On my typical morning walk, with cows on either side of me, I trudged through muddy farmland the day after a summer storm. As I walked, I listened to a Belgian woman inform a couple that, ‘sex isn’t natural’.
The woman was Esther Perel, and it was through her podcast ‘Where Should we Begin’ that the message was relayed. It was different, for sure. In the sex positive community we often hear, ‘sex is natural!’ as a sub-heading under why it’s okay to have sex and talk candidly about it.

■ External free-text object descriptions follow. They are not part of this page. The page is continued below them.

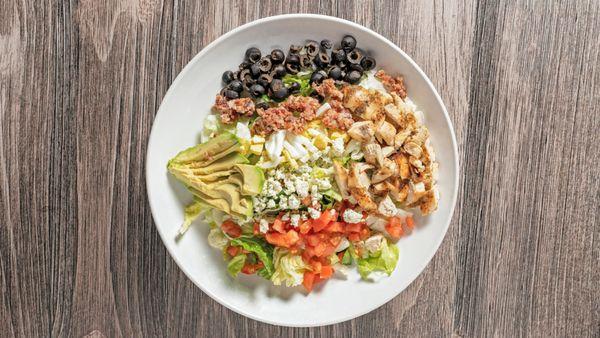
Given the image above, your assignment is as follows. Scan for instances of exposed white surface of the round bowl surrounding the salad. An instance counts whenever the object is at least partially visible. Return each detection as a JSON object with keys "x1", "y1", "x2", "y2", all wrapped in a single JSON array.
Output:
[{"x1": 146, "y1": 14, "x2": 458, "y2": 326}]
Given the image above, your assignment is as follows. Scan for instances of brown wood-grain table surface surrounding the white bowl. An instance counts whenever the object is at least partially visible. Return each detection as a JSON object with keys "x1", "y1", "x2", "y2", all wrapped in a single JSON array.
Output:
[{"x1": 0, "y1": 0, "x2": 600, "y2": 337}]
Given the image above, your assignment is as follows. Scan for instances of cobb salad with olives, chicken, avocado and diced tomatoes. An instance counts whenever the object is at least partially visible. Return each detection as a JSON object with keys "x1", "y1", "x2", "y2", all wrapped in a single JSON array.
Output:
[{"x1": 167, "y1": 35, "x2": 439, "y2": 292}]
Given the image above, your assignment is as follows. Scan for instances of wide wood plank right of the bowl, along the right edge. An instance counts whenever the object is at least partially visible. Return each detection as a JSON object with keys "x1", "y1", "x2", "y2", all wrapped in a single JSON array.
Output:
[{"x1": 455, "y1": 1, "x2": 600, "y2": 336}]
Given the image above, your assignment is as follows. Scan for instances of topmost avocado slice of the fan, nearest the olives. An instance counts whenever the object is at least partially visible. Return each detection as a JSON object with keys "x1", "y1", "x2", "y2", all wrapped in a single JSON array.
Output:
[{"x1": 168, "y1": 133, "x2": 241, "y2": 167}]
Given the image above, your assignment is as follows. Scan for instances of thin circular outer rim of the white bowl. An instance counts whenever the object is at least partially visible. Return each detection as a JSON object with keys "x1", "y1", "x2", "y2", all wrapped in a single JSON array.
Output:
[{"x1": 145, "y1": 13, "x2": 460, "y2": 327}]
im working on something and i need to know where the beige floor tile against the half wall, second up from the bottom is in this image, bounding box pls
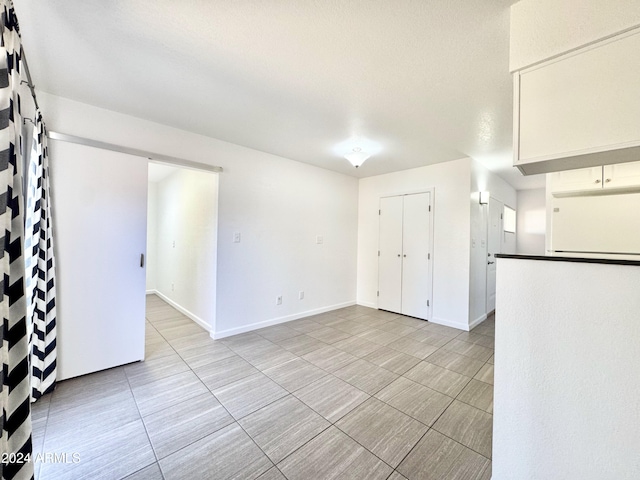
[433,400,493,458]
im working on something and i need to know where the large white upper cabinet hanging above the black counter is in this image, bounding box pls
[514,29,640,174]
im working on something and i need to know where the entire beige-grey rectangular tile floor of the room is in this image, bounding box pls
[33,296,495,480]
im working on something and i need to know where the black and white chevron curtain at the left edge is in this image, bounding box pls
[0,0,56,480]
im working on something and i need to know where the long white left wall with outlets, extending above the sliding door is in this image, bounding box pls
[38,92,358,336]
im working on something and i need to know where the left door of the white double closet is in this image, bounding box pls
[378,197,402,313]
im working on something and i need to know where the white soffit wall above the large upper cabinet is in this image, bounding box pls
[509,0,640,71]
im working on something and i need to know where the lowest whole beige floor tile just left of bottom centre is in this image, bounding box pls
[238,395,331,463]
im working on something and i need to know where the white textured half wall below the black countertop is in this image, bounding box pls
[493,259,640,480]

Perel’s meaning was logical – people aren’t naturally inclined to monogamy, or to even have sex for extended periods of time. This is the premise of her book – Mating in Captivity – which discusses the work necessary when it comes to keeping desire alive in long-term relationships.
The promise of modern monogamy, romance, marriage and the Victorian-era morals that surround these societal institutions, tie our beliefs, ego, and emotions up with how our partners behave toward us and vice versa. Perel pushes intimacy to the side – suggesting that for long-term couples, their closeness can become the enemy of sex,. After all, desire thrives on chase, and mystery.

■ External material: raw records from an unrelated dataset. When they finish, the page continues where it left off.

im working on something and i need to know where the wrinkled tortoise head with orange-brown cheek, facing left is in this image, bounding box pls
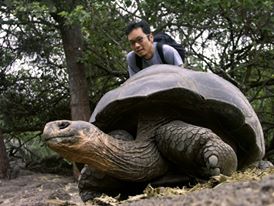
[42,120,104,166]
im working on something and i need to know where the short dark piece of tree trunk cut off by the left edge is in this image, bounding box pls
[0,129,9,179]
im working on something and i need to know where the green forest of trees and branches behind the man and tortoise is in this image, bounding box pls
[0,0,274,178]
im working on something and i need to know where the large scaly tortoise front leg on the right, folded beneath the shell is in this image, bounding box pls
[156,121,237,177]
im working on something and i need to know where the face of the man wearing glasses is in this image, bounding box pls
[128,28,153,59]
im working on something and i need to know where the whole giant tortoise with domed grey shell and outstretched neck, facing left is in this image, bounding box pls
[43,65,265,201]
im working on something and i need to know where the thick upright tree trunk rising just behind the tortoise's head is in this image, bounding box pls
[60,24,91,121]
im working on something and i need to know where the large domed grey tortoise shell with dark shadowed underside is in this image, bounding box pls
[90,64,265,168]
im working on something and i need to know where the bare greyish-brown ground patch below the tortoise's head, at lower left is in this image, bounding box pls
[0,170,81,206]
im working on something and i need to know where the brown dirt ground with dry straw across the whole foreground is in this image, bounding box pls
[0,169,274,206]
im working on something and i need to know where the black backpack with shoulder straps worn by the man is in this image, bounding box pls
[135,32,185,69]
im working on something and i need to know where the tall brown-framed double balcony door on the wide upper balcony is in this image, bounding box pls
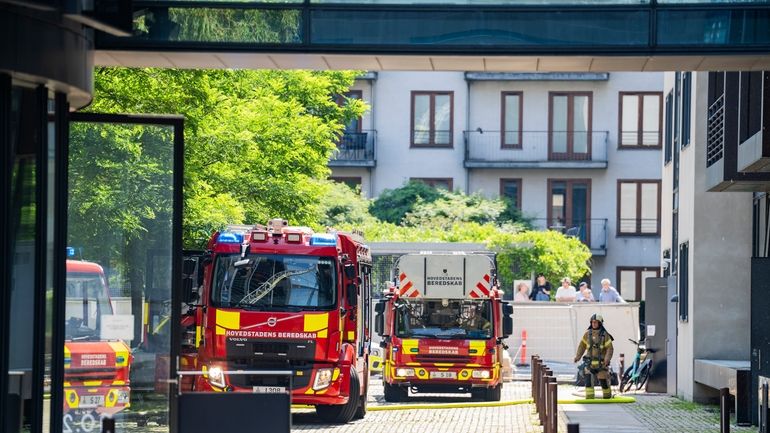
[548,92,593,160]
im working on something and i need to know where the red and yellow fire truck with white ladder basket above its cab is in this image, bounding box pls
[375,253,513,401]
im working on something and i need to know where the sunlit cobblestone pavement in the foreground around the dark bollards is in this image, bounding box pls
[293,377,757,433]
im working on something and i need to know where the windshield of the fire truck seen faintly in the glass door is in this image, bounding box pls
[65,272,112,340]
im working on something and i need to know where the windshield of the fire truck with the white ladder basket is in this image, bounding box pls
[396,299,492,339]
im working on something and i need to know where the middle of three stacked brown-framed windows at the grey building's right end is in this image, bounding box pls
[617,180,660,235]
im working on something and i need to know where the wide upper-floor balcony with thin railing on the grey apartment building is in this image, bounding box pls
[464,128,609,169]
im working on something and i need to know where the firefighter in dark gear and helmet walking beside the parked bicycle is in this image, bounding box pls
[575,314,613,399]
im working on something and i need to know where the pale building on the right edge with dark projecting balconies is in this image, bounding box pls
[661,71,770,422]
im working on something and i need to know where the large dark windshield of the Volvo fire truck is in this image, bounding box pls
[211,254,336,311]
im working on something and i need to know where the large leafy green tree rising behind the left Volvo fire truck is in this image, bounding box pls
[86,68,366,248]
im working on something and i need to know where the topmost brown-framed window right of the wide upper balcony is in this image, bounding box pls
[618,92,663,149]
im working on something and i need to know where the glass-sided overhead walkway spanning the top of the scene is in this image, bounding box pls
[96,0,770,71]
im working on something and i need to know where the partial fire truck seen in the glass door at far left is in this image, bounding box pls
[64,256,132,426]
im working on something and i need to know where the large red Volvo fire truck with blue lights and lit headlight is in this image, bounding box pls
[181,219,372,423]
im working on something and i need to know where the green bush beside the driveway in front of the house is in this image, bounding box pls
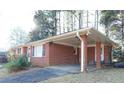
[4,55,30,72]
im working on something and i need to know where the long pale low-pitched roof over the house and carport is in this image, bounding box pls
[15,28,117,47]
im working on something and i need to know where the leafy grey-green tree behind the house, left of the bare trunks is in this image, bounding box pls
[30,10,58,41]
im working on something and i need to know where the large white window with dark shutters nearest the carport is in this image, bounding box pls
[32,45,45,57]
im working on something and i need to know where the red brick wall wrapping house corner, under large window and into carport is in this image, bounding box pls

“Autonomous will is essential to desire; desire means to own the wanting. People can be massively attracted, but have no desire. Desire is a motivation.” Perel tells Goop. Explaining how the subconscious beliefs we associate with the institution of marriage and long-term monogamy become detrimental to sexual relationships.
When we look at the role of female-presenting people within society we can see an extension of this – look at the backlash Kim Kardashian faced upon releasing semi-naked photos after her first pregnancy. We see women in their ‘roles’ – and we can internalise this, and project our beliefs about the role of the ‘wife’, ‘mother’, the ‘good’ girlfriend or life partner (not to mention the maiden, mother and crone) and become somewhat sexually devoid. Why? Because we aren’t used to seeing wives and mothers in sexual roles. If we begin to shape our own identity fully as these things – we might find ourselves facing a couples deathbed.
As females are naturally painted as caregivers, it can be difficult to compartmentalise and differentiate the ‘self’ – desirous, and wanting – to the duties and roles taking up space within the relationship.
Sex isn’t something we’re naturally ‘good’ at or amazing at. In that first Podcast episode of Perel’s, as she guides the same couple through their infidelity issues, she explains this. The idea that we’re all naturally not only good at sex, and that if you’re with the ‘right’ person you should always know what they’re thinking – not to mention the idea that sex must die when you give birth, or get old, is a complete myth perpetuated by lazy Hollywood scriptwriters.
In fact, in her podcast, Perel discusses how our society thinking this has created many, many problems for people and relationships.
Sex, relationships and love are work – and they’re also a choice you make daily. They are things you need to practice and work on and learn about if you want to be good at them.